AWS-Lambda-Cache
Lambda Functions Caching machanism
Simple caching for AWS Lambda.
The goal of the package is to provide a simple interface for caching, built specifically for AWS Lambda.
lambda-cache helps you cache data in your Lambda function from one invocation to another. It utilizes the internal memory of the lambda function's execution context to store data across multiple invocations, which:
- Reduces load on back-end systems
- Reduces the execution time of the lambda
- Guarantees that functions will reference latest data after cache expiry
lambda-cache is purpose-built for AWS Lambda functions, and prioritizes simplicity as our design gaol. It currently supports SSM Parameters, Secrets from Secrets Manager and S3 Objects.
Installation
Include the package in your function zip-file artifact using:
$ pip install lambda-cache -t /path/of/function
Refer to installation guide for other options.
Usage
The official user guide has more info.
SSM - Parameter Store
Cache single parameter
To cache a parameter from ssm, decorate your handler function like so:
from lambda_cache import ssm
@ssm.cache(parameter='/production/app/var')

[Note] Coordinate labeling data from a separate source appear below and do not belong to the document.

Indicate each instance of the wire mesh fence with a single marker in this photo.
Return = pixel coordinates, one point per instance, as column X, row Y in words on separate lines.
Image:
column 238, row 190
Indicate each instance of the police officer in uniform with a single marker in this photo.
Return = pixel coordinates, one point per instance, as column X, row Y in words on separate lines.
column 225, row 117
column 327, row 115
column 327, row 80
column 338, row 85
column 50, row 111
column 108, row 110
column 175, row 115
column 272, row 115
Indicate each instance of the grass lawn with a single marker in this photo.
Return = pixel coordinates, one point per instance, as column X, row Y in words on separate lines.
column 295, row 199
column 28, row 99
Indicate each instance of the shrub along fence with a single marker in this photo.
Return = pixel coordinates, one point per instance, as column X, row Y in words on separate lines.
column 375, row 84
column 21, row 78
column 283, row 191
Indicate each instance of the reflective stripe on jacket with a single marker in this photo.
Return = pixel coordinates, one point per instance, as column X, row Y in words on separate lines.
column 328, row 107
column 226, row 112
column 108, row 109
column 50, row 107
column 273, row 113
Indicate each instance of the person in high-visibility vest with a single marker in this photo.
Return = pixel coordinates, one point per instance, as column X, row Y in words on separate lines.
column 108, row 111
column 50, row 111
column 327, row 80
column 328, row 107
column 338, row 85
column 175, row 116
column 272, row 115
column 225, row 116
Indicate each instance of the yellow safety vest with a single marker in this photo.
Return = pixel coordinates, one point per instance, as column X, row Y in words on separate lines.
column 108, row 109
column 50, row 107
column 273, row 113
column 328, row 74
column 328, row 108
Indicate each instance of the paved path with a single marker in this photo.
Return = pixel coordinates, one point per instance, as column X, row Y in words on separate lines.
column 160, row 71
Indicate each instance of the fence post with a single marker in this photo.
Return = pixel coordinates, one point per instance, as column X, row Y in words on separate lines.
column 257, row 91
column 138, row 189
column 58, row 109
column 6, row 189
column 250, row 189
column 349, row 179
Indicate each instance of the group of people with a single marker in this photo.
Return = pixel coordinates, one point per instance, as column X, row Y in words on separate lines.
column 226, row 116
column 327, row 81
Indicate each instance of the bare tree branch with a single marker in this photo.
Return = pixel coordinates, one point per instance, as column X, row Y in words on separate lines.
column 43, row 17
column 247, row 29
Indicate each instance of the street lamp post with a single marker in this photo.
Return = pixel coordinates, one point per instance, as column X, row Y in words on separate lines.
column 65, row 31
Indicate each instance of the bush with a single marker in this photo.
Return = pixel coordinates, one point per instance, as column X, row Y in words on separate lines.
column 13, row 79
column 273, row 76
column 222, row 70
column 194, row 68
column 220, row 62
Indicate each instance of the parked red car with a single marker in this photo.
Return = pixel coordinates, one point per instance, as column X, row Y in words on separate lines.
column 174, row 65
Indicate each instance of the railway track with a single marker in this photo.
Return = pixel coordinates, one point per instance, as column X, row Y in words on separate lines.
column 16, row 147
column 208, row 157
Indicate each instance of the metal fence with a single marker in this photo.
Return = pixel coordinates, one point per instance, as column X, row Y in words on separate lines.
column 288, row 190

def handler(event, context):
var = getattr(context,'var')
response = do_something(var)
return response
All invocations of this function over in the next minute will reference the parameter from the function's internal cache, rather than making a network call to ssm. After one minute has lapsed, the the next invocation will invoke get_parameter
to refresh the cache. The parameter value will be injected into the context
object of your lambda handler for retrieval.
Change cache expiry
The default max_age_in_seconds
settings is 60 seconds (1 minute), it defines the maximum age of a parameter that is acceptable to the handler function. Cache entries older than this, will be refreshed. To set a longer cache duration (e.g 5 minutes), change the setting:
from lambda_cache import ssm
@ssm.cache(parameter='/production/app/var', max_age_in_seconds=300)
def handler(event, context):
var = getattr(context,'var')
response = do_something(var)
return response
Note: The caching logic runs only at invocation, regardless of how long the function runs. A 15 minute lambda function will not refresh the parameter, unless explicitly refreshed using get_entry
method (described later). The library is primary interested in caching 'across' invocations rather than 'within' an invocation
Change cache entry settings
The default name of the parameter is the string after the last slash('/') character of its name. This means /production/app/var
and test/app/var
both resolve to just var
. To over-ride this default, use the entry_name
setting like so:
from lambda_cache import ssm
@ssm.cache(parameter='/production/app/var', entry_name='new_var')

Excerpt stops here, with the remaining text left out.